Dès ce matin (06.01), les enseignants présents à Uvira, récemment occupée par les rebelles de l’AFC-M23 se sont rendus dans leur école respective, mais ils ont constaté que les élèves, et même certains de leurs collègues, étaient absents. 

République démocratique du Congo Uvira 2025 | Des citoyens burundais traversent la frontière vers le Burundi après les combats.
La récente percée du groupe armé a fait plus de 200.000 déplacés, selon l'ONU, et poussé plus de 80.000 personnes à fuir au Burundi.Image : Moses Sawasawa/AP Photo/picture alliance

" A Uvira, les écoles n’ont pas encore ouvert leurs portes. Une grande partie des parents d’élèves sont encore réfugiés au Burundi, craignant pour leur sécurité. Quant à ceux qui sont restés, ils hésitent à envoyer leurs enfants en raison des détonations dans les collines surplombant la ville d’Uvira ", témoigne cet enseignant dans une école secondaire, qui a requis l’anonymat. 

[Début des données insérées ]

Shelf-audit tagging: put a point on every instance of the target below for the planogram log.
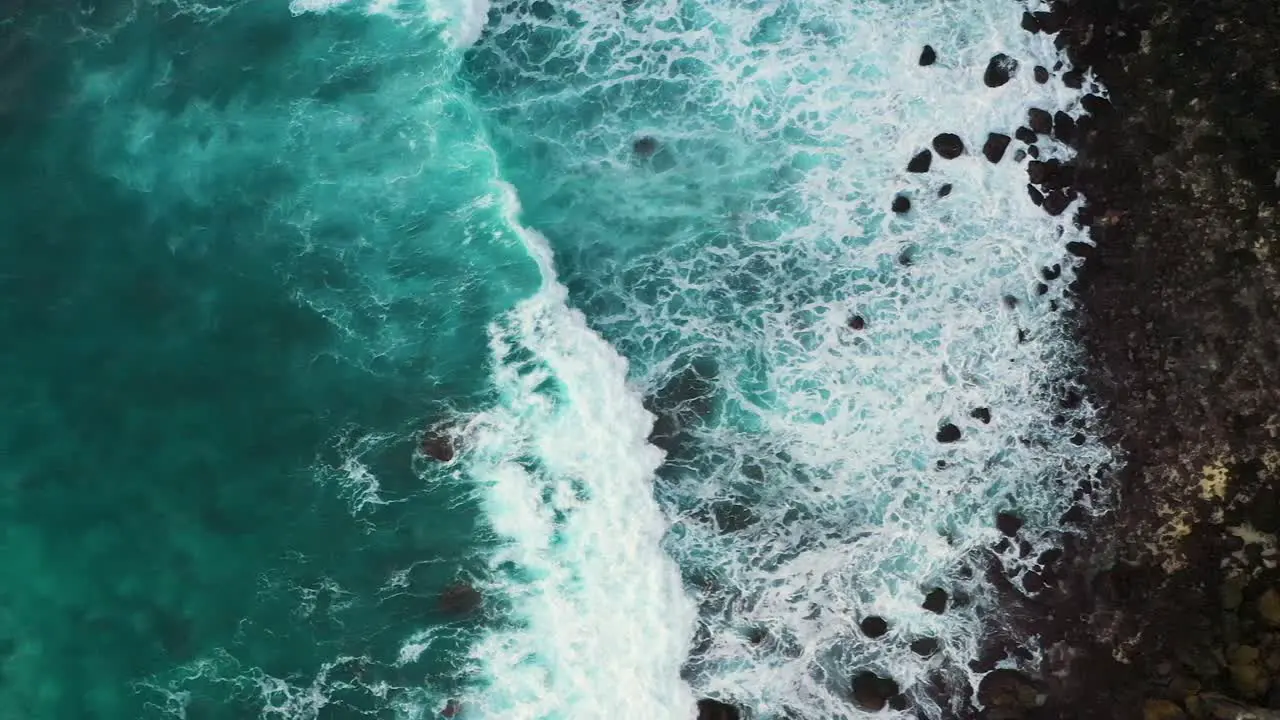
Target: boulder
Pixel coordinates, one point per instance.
(920, 162)
(995, 146)
(947, 145)
(1000, 69)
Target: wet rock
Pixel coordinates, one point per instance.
(924, 647)
(1269, 607)
(1064, 127)
(1040, 121)
(995, 146)
(947, 433)
(947, 145)
(460, 598)
(873, 627)
(716, 710)
(936, 601)
(1162, 710)
(1008, 523)
(1248, 677)
(1009, 692)
(644, 146)
(1048, 22)
(872, 692)
(438, 446)
(920, 162)
(1000, 69)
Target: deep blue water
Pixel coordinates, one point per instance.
(254, 251)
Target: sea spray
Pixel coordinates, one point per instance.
(598, 621)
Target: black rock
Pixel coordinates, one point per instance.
(924, 647)
(872, 692)
(1048, 22)
(947, 145)
(995, 146)
(1040, 121)
(437, 446)
(1000, 69)
(873, 627)
(920, 162)
(1037, 197)
(936, 601)
(1056, 201)
(460, 598)
(947, 433)
(1008, 523)
(644, 146)
(717, 710)
(1064, 127)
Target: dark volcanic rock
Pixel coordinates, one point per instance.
(995, 146)
(1040, 121)
(920, 162)
(873, 627)
(936, 601)
(947, 433)
(717, 710)
(872, 692)
(947, 145)
(999, 71)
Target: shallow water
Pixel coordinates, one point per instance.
(257, 247)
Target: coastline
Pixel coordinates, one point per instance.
(1170, 606)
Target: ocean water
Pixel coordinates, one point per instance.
(256, 250)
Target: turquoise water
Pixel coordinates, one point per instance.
(254, 250)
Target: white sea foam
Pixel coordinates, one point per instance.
(598, 621)
(749, 241)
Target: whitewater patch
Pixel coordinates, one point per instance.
(858, 392)
(597, 620)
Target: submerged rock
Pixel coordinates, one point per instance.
(873, 627)
(872, 692)
(920, 163)
(1000, 69)
(995, 146)
(936, 601)
(947, 432)
(947, 145)
(460, 598)
(716, 710)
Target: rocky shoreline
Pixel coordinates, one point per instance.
(1171, 609)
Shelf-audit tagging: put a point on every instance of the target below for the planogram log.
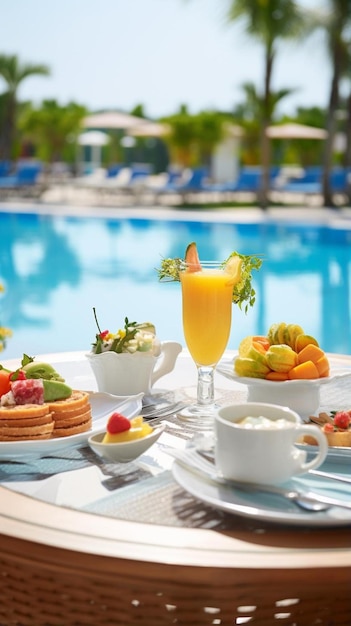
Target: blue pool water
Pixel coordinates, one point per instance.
(56, 269)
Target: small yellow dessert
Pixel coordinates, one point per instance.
(120, 429)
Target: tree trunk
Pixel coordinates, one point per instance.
(329, 142)
(265, 141)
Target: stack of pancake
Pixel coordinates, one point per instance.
(61, 418)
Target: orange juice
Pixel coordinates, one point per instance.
(207, 310)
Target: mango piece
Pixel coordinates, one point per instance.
(322, 366)
(281, 358)
(303, 340)
(311, 352)
(233, 269)
(251, 368)
(290, 334)
(280, 333)
(304, 371)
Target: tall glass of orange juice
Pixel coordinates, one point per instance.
(207, 310)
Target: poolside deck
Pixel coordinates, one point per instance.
(66, 200)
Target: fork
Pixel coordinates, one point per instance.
(163, 411)
(308, 501)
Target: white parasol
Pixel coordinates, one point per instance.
(295, 131)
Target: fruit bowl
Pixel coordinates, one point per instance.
(302, 396)
(124, 452)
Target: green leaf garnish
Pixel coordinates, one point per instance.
(243, 292)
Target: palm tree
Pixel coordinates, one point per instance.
(14, 73)
(249, 113)
(269, 22)
(337, 25)
(52, 127)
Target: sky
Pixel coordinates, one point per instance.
(116, 54)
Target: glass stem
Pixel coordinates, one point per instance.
(205, 385)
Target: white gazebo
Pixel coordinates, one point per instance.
(94, 139)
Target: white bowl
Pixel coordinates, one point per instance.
(302, 396)
(125, 451)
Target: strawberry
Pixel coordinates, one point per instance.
(342, 419)
(117, 423)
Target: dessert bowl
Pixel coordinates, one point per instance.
(302, 396)
(124, 451)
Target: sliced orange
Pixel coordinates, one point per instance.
(304, 371)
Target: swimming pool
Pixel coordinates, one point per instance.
(57, 268)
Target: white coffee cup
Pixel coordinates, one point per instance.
(261, 454)
(127, 374)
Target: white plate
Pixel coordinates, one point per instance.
(336, 454)
(102, 405)
(302, 396)
(260, 506)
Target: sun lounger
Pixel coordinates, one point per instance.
(25, 179)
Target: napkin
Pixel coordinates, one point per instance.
(76, 488)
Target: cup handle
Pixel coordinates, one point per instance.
(167, 359)
(317, 433)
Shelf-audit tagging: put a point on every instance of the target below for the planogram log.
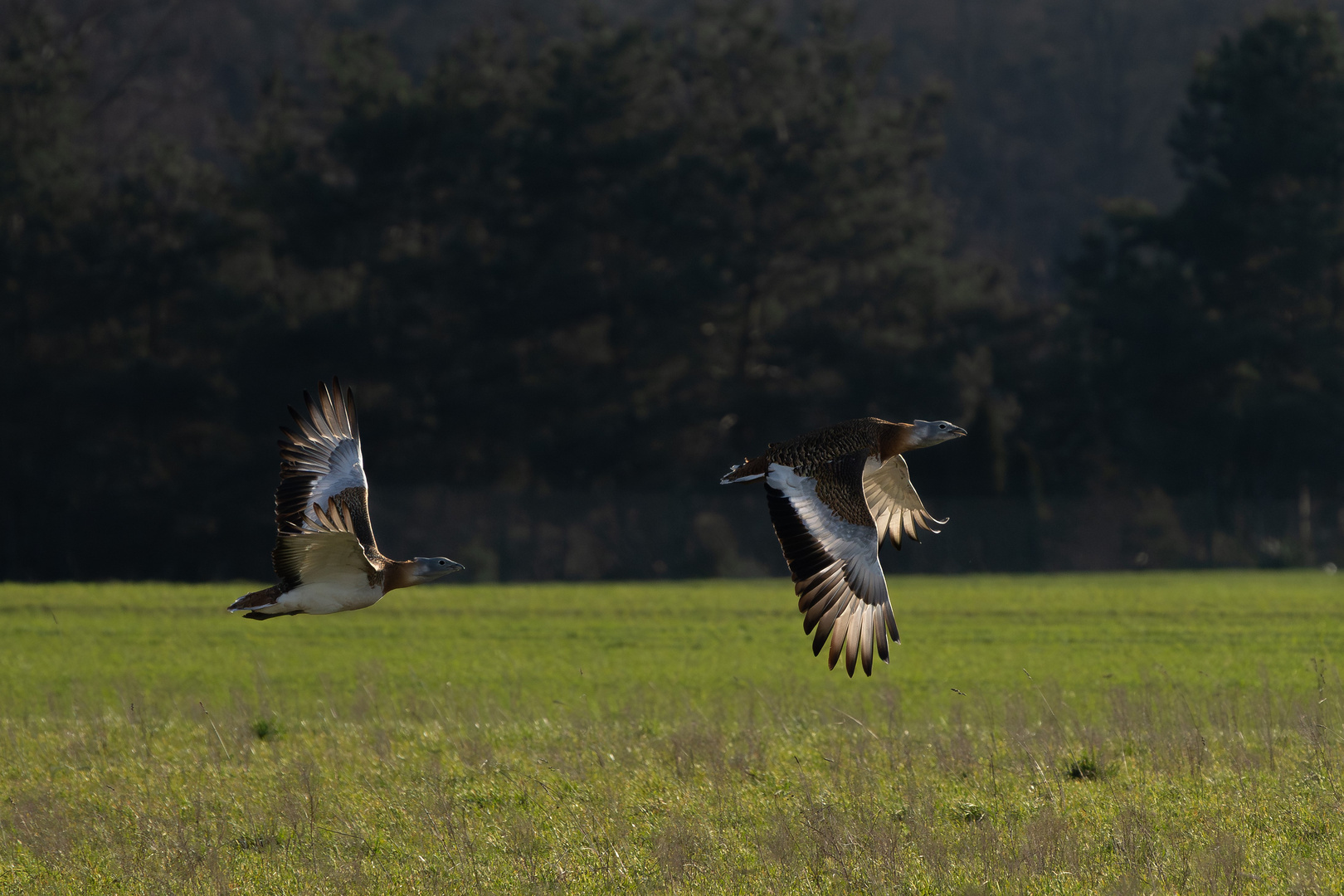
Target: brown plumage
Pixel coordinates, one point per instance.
(834, 496)
(325, 555)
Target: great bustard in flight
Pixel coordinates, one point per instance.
(834, 496)
(325, 557)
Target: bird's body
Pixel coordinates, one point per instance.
(325, 555)
(834, 496)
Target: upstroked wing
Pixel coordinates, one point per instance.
(894, 503)
(323, 548)
(324, 462)
(834, 561)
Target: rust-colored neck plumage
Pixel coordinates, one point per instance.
(398, 574)
(894, 440)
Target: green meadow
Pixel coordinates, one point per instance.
(1055, 733)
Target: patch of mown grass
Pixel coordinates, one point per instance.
(676, 738)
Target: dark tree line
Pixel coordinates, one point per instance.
(619, 257)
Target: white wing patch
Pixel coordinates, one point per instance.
(346, 470)
(841, 590)
(893, 500)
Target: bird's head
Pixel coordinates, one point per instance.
(926, 433)
(429, 568)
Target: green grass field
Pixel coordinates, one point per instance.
(1131, 733)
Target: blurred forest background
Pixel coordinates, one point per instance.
(576, 261)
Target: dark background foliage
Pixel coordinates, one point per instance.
(574, 257)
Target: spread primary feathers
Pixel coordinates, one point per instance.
(325, 555)
(834, 496)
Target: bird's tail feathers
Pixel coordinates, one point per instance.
(746, 472)
(256, 599)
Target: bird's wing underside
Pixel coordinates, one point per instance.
(894, 503)
(834, 559)
(323, 548)
(323, 462)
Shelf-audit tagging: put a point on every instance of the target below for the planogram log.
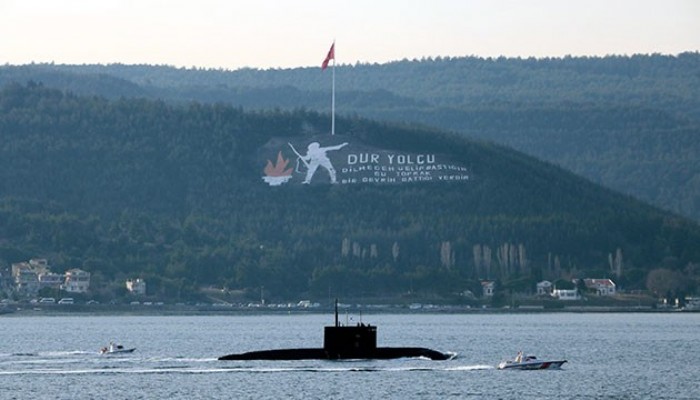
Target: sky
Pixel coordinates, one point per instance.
(268, 34)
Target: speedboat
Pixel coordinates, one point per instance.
(530, 362)
(116, 349)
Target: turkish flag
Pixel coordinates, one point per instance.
(330, 56)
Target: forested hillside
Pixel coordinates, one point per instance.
(172, 193)
(629, 123)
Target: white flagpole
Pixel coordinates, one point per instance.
(333, 95)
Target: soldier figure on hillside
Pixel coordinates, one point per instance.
(315, 157)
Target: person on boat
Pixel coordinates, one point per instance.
(519, 357)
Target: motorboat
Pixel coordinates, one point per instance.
(530, 363)
(116, 349)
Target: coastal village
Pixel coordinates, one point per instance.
(35, 283)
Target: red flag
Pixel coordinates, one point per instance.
(330, 56)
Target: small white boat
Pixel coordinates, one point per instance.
(116, 349)
(530, 363)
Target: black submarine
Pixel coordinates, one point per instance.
(343, 343)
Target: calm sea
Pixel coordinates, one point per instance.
(611, 356)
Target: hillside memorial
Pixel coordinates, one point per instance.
(345, 160)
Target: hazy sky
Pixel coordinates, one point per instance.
(231, 34)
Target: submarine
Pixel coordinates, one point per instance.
(343, 343)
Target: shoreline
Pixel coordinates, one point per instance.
(112, 310)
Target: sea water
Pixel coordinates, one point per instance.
(610, 356)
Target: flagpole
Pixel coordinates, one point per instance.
(333, 95)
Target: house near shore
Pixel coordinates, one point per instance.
(544, 288)
(601, 287)
(77, 281)
(136, 286)
(488, 287)
(566, 294)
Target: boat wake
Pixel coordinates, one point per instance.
(189, 369)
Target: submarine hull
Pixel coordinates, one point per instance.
(379, 353)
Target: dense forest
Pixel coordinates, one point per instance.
(170, 192)
(631, 123)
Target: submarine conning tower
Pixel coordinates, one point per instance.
(340, 342)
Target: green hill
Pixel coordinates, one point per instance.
(630, 123)
(173, 193)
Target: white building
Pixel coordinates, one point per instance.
(544, 288)
(488, 288)
(602, 287)
(136, 286)
(77, 281)
(566, 294)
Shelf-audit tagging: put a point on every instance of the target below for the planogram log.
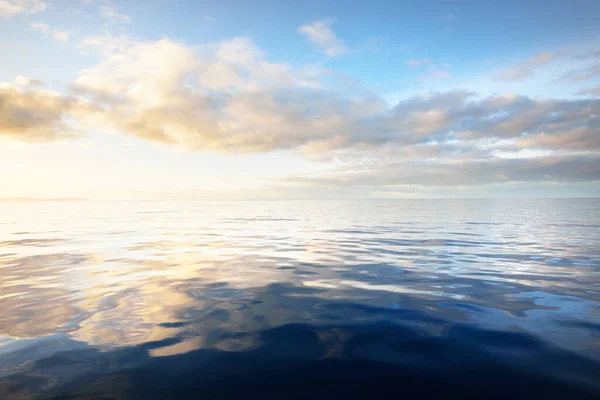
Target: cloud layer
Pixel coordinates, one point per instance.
(228, 97)
(322, 36)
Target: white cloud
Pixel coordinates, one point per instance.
(14, 7)
(528, 67)
(111, 13)
(56, 34)
(105, 45)
(321, 35)
(228, 97)
(26, 81)
(33, 115)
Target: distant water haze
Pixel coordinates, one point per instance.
(95, 298)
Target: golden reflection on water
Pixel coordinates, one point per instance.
(117, 284)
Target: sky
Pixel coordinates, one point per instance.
(189, 100)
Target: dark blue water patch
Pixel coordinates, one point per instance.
(323, 362)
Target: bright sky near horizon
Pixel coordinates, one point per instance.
(227, 99)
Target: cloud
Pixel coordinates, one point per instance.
(111, 14)
(14, 7)
(105, 45)
(321, 35)
(33, 115)
(228, 97)
(528, 67)
(25, 81)
(460, 172)
(432, 70)
(56, 34)
(584, 74)
(593, 91)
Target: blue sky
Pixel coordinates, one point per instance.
(276, 99)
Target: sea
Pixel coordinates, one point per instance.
(300, 299)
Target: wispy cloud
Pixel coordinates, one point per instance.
(56, 34)
(14, 7)
(593, 91)
(22, 80)
(322, 36)
(431, 69)
(111, 13)
(528, 67)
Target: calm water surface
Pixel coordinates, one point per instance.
(300, 299)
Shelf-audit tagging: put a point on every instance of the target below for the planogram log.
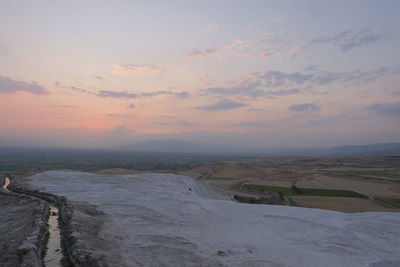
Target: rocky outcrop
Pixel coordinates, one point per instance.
(74, 249)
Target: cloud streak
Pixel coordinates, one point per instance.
(223, 104)
(10, 86)
(351, 39)
(114, 94)
(136, 69)
(391, 109)
(202, 53)
(304, 107)
(125, 94)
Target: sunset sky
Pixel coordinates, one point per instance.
(251, 73)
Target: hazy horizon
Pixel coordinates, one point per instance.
(254, 74)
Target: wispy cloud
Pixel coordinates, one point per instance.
(223, 104)
(125, 94)
(131, 106)
(202, 53)
(157, 93)
(175, 122)
(121, 130)
(386, 108)
(10, 86)
(304, 107)
(136, 69)
(105, 93)
(274, 83)
(351, 39)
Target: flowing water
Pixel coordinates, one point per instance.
(53, 254)
(6, 183)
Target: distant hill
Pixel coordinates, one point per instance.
(183, 146)
(383, 149)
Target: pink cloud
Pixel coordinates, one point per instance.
(202, 53)
(133, 69)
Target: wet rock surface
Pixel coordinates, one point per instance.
(23, 230)
(157, 221)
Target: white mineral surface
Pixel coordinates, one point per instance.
(172, 220)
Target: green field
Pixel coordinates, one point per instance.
(388, 172)
(391, 201)
(294, 191)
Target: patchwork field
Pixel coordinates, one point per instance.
(376, 179)
(159, 219)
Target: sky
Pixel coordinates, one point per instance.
(249, 73)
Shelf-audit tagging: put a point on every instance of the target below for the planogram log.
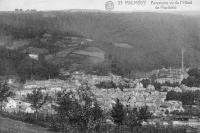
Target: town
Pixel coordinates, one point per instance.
(97, 72)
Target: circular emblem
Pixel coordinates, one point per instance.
(109, 5)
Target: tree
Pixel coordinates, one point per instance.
(4, 93)
(83, 113)
(117, 113)
(135, 117)
(37, 100)
(193, 80)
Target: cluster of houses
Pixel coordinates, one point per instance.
(133, 96)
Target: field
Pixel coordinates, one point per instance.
(11, 126)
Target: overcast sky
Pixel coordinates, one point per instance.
(9, 5)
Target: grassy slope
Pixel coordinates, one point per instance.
(11, 126)
(156, 39)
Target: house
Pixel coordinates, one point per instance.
(10, 105)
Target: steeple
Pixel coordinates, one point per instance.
(182, 59)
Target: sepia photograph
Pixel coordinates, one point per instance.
(99, 66)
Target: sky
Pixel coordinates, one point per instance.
(119, 5)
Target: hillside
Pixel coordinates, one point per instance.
(12, 126)
(150, 40)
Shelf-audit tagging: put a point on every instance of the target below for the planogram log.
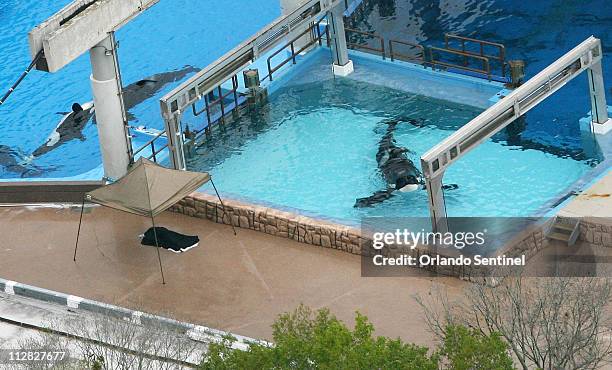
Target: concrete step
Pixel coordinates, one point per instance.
(565, 227)
(558, 236)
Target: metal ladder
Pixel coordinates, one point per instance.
(565, 230)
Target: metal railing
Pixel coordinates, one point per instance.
(353, 45)
(500, 57)
(430, 55)
(208, 104)
(154, 151)
(315, 36)
(434, 163)
(485, 70)
(419, 57)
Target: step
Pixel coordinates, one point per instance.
(564, 226)
(558, 236)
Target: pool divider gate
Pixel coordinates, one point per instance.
(223, 69)
(586, 56)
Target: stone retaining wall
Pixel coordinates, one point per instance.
(331, 235)
(272, 221)
(596, 232)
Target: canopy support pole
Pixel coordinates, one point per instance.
(76, 245)
(157, 245)
(223, 205)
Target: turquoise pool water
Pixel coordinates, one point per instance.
(167, 37)
(313, 148)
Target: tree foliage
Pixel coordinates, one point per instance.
(548, 323)
(318, 340)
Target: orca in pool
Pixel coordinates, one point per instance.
(399, 172)
(70, 127)
(72, 123)
(12, 161)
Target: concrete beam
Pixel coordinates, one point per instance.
(80, 26)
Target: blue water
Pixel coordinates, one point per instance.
(537, 32)
(313, 148)
(172, 34)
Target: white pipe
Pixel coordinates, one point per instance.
(114, 142)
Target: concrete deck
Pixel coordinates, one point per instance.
(239, 284)
(593, 202)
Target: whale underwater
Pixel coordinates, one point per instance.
(14, 162)
(72, 123)
(398, 171)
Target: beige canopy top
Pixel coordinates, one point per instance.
(148, 189)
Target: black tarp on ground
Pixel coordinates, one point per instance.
(170, 240)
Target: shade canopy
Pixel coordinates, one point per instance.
(148, 189)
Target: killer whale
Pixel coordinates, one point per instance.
(12, 161)
(70, 127)
(72, 123)
(398, 171)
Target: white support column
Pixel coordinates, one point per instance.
(437, 209)
(176, 146)
(115, 142)
(602, 124)
(342, 66)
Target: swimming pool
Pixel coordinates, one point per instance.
(171, 35)
(537, 32)
(313, 148)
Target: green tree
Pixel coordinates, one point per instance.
(468, 349)
(305, 339)
(318, 340)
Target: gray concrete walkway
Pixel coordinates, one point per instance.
(239, 284)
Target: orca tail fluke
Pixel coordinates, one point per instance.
(378, 197)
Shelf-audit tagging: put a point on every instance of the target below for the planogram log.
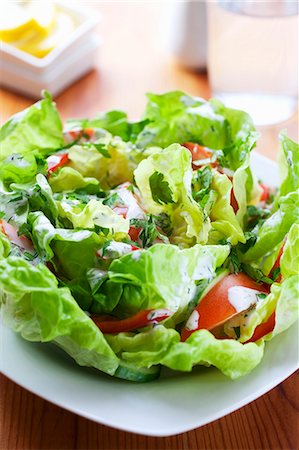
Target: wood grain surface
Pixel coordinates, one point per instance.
(132, 61)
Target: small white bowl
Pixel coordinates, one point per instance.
(75, 56)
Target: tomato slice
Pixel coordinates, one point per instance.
(233, 201)
(199, 153)
(134, 233)
(12, 234)
(224, 300)
(265, 193)
(263, 329)
(56, 161)
(86, 132)
(121, 210)
(110, 325)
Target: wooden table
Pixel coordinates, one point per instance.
(130, 63)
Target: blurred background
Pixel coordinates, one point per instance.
(110, 53)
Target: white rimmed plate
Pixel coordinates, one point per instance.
(173, 404)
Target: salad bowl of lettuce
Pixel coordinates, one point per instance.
(147, 249)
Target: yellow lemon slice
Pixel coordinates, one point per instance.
(63, 27)
(14, 20)
(43, 14)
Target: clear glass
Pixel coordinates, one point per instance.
(253, 57)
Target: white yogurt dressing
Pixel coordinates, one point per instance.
(192, 322)
(242, 298)
(134, 210)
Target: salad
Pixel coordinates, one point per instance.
(138, 245)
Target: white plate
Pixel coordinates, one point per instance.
(173, 404)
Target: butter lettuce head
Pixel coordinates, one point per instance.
(162, 276)
(93, 214)
(273, 231)
(34, 306)
(111, 161)
(178, 117)
(20, 199)
(224, 223)
(72, 252)
(288, 159)
(37, 129)
(162, 346)
(164, 181)
(70, 180)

Parents hésitants face aux menaces et à l’insécurité

Depuis le week-end dernier, des jeunes mandatés par la nouvelle administration locale ont sillonné les différents quartiers d’Uvira, pour inciter les parents à envoyer leurs enfants à l’école. Mère de quatre enfants, Françoise ne s'est pas laissé convaincre. 

"Je n’ai pas envoyé les miens, car je n’ai pas d’enfants à aller sacrifier. Et aucun parent n’a envoyé ses enfants à l’école. Ce qui nous a beaucoup inquiétés, c’est la menace des wazalendos qui ont envoyé des messages sur les réseaux sociaux, selon lesquels seuls les parents qui ne veulent plus de leurs enfants peuvent les envoyer à l’école. " 

Sauver l’année scolaire

Plusieurs écoles d’Uvira sont aussi occupées par des déplacés en provenance de différentes localités. Néanmoins, le président provincial de l’intersyndicale des enseignants d’Uvira, Jean-Pierre Irenge Batachoka, appelle ses collègues à sauver l’année scolaire : 

République démocratique du Congo Uvira 2025 | Les milices Wazalendo rejoignent les rebelles du M23 après la prise d'Uvira
Kinshasa accuse l'armée rwandaise dans l'est d'avoir tué plus de 1.500 civils depuis décembre 2025.Image : Daniel Buuma/Getty Images

" Concernant les enseignants déplacés vers Bujumbura et dans les moyens plateaux, nous pouvons leur demander s’il y a une possibilité. Je ne peux que les encourager pour qu’ils viennent s’occuper de nos enfants. C’est vrai, je ne suis pas là pour garantir leur sécurité, mais je sais que l’enseignement est apolitique."  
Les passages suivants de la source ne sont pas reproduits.